Booklet Yamagata City of Film yang menjelaskan perkembangan Yamagata sebagai kota kreatif di bidang perfilman. Sumber: koleksi pribadi.
Oshin, drama terkenal yang tadi saya sebutkan, juga disyuting di Yamagata, lebih tepatnya sumber air panas Ginzan. Dewasa ini, film Rurouni Kenshin: Kyoto Inferno juga disyuting di Yamagata Bunshokan. Bahkan Old Nishimura Photo Studio juga sempat menjadi lokasi syuting film Love Talk yang baru dirilis Desember 2020 lalu.
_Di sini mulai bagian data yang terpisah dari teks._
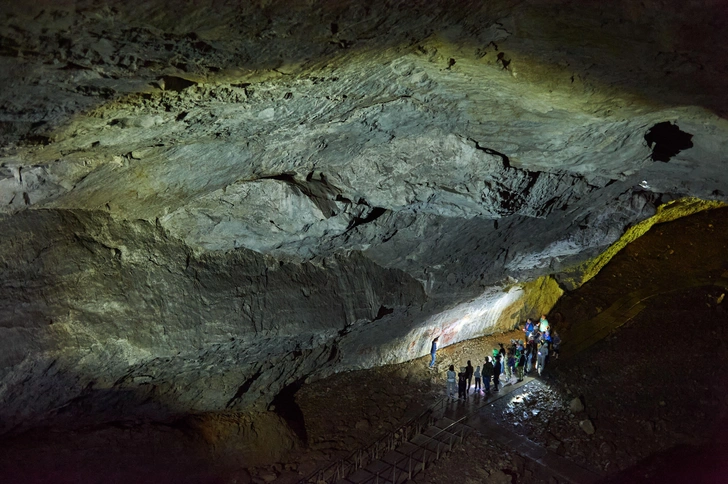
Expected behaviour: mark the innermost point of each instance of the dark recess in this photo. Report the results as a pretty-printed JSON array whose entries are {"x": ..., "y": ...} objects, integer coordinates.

Poster film Love Talk. Sumber: http://etsunen.com/.
Transformasi Old Nishimura Photo Studio dari saksi bisu sejarah menjadi pelaku aktif kegiatan kreatif dan lokasi syuting film, tidak lepas dari peran sang pemilik rumah. Mereka adalah Mizuho Kobayashi dan ayahnya, Kazuhiko Kobayashi.
ADVERTISEMENT
Tidak hanya berupaya melestarikan Old Nishimura Photo Studio sebagai bangunan, namun mereka juga mengembangkan dan menyesuaikan peruntukannya dengan perkembangan zaman dan visi Kota Yamagata.
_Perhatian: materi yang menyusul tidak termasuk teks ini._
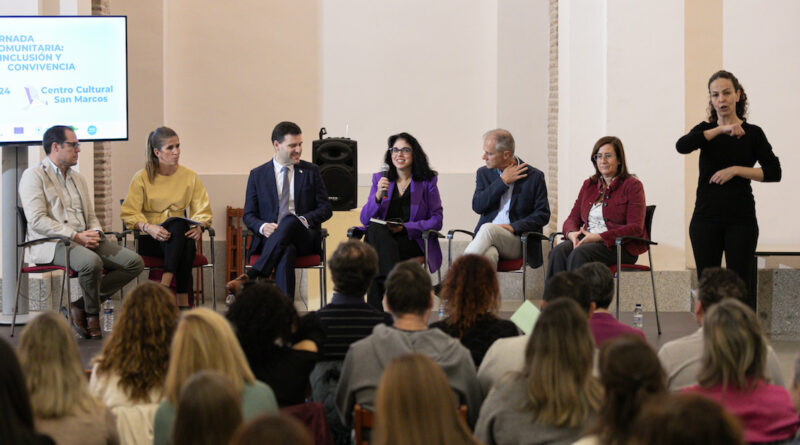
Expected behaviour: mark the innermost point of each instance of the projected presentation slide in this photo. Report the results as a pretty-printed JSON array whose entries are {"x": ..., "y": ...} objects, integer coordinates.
[{"x": 63, "y": 70}]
Plakat penjelasan Old Nishimura Photo Studio yang terletak di depan rumah. Sumber: koleksi pribadi.
Bertemu dengan Mizuho Kobayashi benar-benar membuat penulis serasa menemui tokoh utama perempuan di Asadora yang selama ini ditonton. Mizuho-san sangatlah aktif dalam berjuang demi kemajuan Yamagata.
Foto bersama Mizuho Kobayashi dan Kazuhiko Kobayashi dengan oleh-oleh dari Indonesia. Sumber: Mizuho Kobayashi
Selain bekerja di Pusat Hubungan Internasional untuk Pemerintah Kota Yamagata, Mizuho-san juga terlibat dalam Yamagata Overseas Cooperative Association, Intercultural Youth Exchange Organization (IYEO), dan Yamagata International Documentary Film Festival. Semuanya dilakukan karena kepedulian bagi kemajuan kota kelahirannya.
Sungguh kunjungan ke Yamagata dan pertemuan dengan Mizuho-san sangat menginspirasi. Harapan penulis, semoga suatu saat nanti kisah Mizuho-san ini dapat diangkat menjadi Asadora seperti tokoh perempuan Jepang inspiratif lainnya.